I understand that many people sincerely believe that these laws are meant as an attack against gays and lesbians. I disagree with them, but I grant their genuine feeling.

Can they grant my genuine religious convictions? I can live with them; can they live with me?

I thought I lived in a country founded in part on the protection of my right to practice my sincerely-held religious beliefs. If a law meant to defend that cannot stand, then where can I go? I know of no place.

In that case, God help us all.

Monday, March 2, 2015

Journalism--or what passes for it

This week our local newspaper waged a campaign against a city official. The articles have divulged personal information better left unprinted—for the sake of him, his family and the rest of us. The attack has been personal and mean. It has been blatantly self-serving. (How many papers and clicks can we sell if we slop around down here in the sewer?)

I have decided not to read the newspaper in question, not in print nor on-line. I hope others will make the same choice.

I recognize this merely represents the latest in a long line of media fails. Once-proud networks have fallen from Murrow to Williams, from investigative to yellow journalism. I remember watching actual reporters breaking actual news while sweating humidity and bullets in Viet Nam. Now I feel I must consume at least three outlets just to get the facts. Everybody has an agenda. Everybody's bottom line colors their editorial policy.

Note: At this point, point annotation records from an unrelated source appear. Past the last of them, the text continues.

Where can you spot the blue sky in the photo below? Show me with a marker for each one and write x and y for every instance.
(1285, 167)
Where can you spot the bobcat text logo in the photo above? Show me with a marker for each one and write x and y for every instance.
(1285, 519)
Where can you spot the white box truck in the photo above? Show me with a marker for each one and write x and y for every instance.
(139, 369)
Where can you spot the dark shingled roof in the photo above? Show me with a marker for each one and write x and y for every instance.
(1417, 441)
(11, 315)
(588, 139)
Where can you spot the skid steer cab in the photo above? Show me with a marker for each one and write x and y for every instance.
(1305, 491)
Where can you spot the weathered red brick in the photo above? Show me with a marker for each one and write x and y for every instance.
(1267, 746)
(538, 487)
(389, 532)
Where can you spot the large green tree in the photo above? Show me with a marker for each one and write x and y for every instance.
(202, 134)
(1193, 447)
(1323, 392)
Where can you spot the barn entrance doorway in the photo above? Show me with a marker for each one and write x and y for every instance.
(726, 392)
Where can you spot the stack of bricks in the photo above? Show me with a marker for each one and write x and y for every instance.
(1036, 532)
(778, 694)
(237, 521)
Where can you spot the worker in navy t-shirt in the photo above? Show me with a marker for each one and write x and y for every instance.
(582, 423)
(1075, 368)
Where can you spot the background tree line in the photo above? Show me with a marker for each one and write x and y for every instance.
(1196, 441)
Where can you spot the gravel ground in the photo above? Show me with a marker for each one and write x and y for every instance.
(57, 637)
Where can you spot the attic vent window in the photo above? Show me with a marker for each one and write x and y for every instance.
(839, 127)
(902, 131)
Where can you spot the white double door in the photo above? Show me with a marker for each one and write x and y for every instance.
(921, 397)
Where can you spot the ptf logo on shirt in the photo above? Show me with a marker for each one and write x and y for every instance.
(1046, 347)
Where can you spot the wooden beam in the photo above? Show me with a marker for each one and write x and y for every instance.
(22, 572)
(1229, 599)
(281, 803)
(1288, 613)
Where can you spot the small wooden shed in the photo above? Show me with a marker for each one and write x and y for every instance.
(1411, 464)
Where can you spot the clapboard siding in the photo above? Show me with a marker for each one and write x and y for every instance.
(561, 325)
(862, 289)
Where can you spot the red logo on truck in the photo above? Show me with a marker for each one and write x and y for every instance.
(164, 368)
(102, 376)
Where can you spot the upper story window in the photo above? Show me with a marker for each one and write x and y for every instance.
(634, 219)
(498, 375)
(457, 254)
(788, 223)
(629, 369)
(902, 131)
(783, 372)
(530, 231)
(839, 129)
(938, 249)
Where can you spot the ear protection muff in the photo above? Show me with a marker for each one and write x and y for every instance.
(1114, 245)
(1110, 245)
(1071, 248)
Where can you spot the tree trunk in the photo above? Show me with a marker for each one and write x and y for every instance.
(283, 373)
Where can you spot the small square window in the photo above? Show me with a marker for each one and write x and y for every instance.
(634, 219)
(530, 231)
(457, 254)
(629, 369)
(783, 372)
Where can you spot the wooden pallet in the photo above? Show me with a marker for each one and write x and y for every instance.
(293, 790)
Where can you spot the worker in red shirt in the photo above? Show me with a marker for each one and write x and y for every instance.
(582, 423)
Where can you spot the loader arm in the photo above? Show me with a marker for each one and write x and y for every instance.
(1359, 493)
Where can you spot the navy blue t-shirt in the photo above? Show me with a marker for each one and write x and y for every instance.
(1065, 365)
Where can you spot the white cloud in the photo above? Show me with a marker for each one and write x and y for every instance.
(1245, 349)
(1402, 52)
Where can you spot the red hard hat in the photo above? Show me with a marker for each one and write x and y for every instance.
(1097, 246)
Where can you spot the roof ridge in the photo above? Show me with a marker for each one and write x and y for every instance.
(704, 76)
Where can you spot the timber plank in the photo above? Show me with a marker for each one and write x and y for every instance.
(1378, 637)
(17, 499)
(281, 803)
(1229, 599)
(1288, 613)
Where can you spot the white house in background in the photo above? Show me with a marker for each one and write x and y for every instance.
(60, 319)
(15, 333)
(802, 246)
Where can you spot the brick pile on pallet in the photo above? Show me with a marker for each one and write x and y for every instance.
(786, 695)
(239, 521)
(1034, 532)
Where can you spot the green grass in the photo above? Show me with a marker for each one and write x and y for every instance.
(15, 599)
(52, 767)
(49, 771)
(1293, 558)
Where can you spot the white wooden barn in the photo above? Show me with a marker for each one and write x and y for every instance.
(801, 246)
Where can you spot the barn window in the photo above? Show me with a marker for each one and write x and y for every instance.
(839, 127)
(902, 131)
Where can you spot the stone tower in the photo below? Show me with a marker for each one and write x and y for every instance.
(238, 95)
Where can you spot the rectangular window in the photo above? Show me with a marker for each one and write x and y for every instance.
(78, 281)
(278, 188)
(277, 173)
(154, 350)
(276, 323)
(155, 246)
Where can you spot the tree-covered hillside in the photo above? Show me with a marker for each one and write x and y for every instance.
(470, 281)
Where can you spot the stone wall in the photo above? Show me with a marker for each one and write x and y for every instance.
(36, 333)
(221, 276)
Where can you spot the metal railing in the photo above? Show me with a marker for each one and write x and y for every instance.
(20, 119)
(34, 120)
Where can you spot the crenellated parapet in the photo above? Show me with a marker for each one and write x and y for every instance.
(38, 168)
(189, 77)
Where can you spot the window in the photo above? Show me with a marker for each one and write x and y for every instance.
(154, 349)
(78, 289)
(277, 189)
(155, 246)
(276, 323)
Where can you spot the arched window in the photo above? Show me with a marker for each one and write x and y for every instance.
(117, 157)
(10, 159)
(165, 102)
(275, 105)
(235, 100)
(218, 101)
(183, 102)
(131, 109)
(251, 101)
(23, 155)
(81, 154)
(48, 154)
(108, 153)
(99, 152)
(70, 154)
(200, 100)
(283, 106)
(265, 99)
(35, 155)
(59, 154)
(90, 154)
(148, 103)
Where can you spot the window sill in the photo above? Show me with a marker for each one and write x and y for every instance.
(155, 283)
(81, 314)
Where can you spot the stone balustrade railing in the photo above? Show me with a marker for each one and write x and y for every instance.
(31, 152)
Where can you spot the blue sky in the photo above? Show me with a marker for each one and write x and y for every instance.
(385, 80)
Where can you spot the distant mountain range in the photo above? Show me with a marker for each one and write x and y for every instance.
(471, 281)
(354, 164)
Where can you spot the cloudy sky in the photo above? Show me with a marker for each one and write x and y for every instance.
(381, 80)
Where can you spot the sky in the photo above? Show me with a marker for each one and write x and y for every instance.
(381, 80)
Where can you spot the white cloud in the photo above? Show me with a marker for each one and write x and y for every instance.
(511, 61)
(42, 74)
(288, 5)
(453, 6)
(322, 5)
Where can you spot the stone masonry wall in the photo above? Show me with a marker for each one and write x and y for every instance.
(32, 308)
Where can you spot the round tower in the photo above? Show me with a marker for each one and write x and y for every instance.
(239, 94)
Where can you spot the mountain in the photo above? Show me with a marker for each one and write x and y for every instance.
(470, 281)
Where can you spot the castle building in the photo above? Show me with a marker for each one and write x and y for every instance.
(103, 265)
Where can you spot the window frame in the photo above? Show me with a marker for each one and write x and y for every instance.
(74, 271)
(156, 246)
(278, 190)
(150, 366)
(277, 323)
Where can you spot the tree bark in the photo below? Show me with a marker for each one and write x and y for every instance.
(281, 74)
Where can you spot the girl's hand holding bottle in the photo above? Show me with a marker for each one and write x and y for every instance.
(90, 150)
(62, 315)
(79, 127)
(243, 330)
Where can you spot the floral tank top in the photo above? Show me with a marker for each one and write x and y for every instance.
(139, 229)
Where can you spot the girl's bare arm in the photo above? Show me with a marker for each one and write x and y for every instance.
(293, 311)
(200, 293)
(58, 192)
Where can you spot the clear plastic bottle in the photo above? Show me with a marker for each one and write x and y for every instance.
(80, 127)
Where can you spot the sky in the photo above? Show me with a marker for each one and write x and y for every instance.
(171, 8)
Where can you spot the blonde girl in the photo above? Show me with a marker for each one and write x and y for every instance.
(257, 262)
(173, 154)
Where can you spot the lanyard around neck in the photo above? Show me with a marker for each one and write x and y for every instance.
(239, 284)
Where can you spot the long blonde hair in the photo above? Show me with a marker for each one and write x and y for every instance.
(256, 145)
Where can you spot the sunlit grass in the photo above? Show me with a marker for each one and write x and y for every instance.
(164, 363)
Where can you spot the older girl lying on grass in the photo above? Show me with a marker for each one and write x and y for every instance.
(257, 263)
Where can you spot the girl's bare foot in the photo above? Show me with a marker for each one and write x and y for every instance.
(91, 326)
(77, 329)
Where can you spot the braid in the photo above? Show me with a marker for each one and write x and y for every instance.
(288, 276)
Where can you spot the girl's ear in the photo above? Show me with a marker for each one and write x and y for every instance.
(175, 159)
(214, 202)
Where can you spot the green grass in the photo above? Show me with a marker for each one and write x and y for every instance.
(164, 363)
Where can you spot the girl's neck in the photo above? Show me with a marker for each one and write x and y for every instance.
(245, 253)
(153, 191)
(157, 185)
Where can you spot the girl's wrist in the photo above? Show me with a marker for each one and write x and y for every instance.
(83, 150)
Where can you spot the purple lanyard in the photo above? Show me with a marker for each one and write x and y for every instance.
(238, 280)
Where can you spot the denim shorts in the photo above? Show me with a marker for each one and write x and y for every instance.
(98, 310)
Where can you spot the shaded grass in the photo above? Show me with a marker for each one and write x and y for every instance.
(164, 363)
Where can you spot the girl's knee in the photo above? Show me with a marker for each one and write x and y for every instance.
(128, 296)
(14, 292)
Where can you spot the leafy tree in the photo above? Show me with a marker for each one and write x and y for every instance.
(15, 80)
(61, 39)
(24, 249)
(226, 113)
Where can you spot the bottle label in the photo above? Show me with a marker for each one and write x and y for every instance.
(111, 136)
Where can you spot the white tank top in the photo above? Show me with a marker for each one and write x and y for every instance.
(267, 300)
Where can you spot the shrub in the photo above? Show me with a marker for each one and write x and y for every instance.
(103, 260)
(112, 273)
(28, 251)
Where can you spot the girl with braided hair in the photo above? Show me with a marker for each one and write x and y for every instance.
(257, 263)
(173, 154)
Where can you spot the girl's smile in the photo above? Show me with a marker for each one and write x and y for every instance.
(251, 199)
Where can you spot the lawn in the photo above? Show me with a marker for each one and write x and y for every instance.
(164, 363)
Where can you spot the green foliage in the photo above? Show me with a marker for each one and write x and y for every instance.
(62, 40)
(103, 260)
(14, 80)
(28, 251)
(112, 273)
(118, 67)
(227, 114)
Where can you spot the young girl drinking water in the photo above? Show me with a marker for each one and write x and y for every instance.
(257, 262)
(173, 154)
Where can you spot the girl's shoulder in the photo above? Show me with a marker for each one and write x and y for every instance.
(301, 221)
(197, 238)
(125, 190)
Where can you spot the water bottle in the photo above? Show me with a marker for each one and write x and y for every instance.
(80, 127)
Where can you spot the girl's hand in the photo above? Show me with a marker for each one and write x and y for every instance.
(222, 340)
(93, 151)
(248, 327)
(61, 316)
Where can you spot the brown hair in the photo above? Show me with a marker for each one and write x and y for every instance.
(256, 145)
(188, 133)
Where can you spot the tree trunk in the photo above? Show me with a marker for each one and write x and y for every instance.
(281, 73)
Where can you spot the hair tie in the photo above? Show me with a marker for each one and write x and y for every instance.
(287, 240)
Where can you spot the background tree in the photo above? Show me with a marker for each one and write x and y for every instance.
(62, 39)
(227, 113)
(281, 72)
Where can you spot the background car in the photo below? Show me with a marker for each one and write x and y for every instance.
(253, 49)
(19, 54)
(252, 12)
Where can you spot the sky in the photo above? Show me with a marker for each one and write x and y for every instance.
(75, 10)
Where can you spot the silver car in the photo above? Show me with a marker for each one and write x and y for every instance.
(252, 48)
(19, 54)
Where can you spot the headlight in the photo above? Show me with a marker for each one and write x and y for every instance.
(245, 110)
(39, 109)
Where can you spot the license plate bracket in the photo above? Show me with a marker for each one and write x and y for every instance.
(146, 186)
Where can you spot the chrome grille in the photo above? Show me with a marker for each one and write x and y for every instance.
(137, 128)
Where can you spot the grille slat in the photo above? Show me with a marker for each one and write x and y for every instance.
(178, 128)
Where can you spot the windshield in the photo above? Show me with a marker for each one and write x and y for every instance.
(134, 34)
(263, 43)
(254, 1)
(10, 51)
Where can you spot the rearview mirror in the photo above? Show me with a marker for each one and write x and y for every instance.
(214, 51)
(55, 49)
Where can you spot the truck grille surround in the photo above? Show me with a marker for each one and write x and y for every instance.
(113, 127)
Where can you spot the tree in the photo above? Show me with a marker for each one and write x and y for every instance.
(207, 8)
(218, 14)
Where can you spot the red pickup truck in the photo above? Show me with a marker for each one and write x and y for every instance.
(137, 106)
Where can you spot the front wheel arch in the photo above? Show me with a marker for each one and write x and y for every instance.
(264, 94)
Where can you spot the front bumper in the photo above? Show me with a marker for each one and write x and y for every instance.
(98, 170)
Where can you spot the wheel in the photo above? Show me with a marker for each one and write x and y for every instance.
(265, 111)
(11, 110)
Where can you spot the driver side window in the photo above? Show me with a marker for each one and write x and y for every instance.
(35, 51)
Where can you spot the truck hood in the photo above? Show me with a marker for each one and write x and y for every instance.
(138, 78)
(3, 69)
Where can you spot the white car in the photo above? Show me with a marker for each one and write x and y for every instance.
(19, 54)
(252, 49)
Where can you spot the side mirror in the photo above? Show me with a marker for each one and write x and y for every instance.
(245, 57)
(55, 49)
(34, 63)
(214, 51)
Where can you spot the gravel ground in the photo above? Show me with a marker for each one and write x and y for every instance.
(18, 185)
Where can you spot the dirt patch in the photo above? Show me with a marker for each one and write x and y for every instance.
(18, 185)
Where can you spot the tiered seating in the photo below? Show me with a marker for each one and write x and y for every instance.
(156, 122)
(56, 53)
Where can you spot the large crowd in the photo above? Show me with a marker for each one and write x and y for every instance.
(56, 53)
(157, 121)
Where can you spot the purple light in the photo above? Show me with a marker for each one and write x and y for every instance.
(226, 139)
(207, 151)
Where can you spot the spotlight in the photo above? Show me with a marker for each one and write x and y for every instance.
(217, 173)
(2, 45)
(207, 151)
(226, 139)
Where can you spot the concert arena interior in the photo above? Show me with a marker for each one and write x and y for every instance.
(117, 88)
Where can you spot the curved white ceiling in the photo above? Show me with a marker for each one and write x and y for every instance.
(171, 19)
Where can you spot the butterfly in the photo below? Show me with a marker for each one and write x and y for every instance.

Many moons ago I had the opportunity to interview Bob Knight, the basketball coach at Indiana University. He intimidated me into preparing for the experience with a rigor I have matched only once: when I took the board exams to qualify for the ministry. (Well, I was pretty nervous when I went to dinner the first time with my eventual wife's parents.)  I made absolutely certain every word I printed about Knight was accurate. If only reporters--and editors--always took this approach.

We live in media ghettos. We tend to consume only what agrees with our preconceptions.  I urge you to turn to Fox, National Public Radio, the Atlantic Monthly, the National Review—oh: and the Bible AND Discover magazine. Think about it. Test it with your B.S. meter. Listen to people you respect with whom you disagree. Repeat with me the vital incantation, “I could be wrong.”

Our local newspaper seems oblivious to the irony of its rage against any person or organization it feels might be spinning information. It has made me feel a little slimy just from reading certain headlines. It has done the same number when crusading against the local school district and community college. Its "coverage" of a lengthy debate about how best to serve the homeless villainized decent people on all sides.  I have given up thinking it can clean up its act. That leaves only the question of whether I can clean up mine. And you, yours.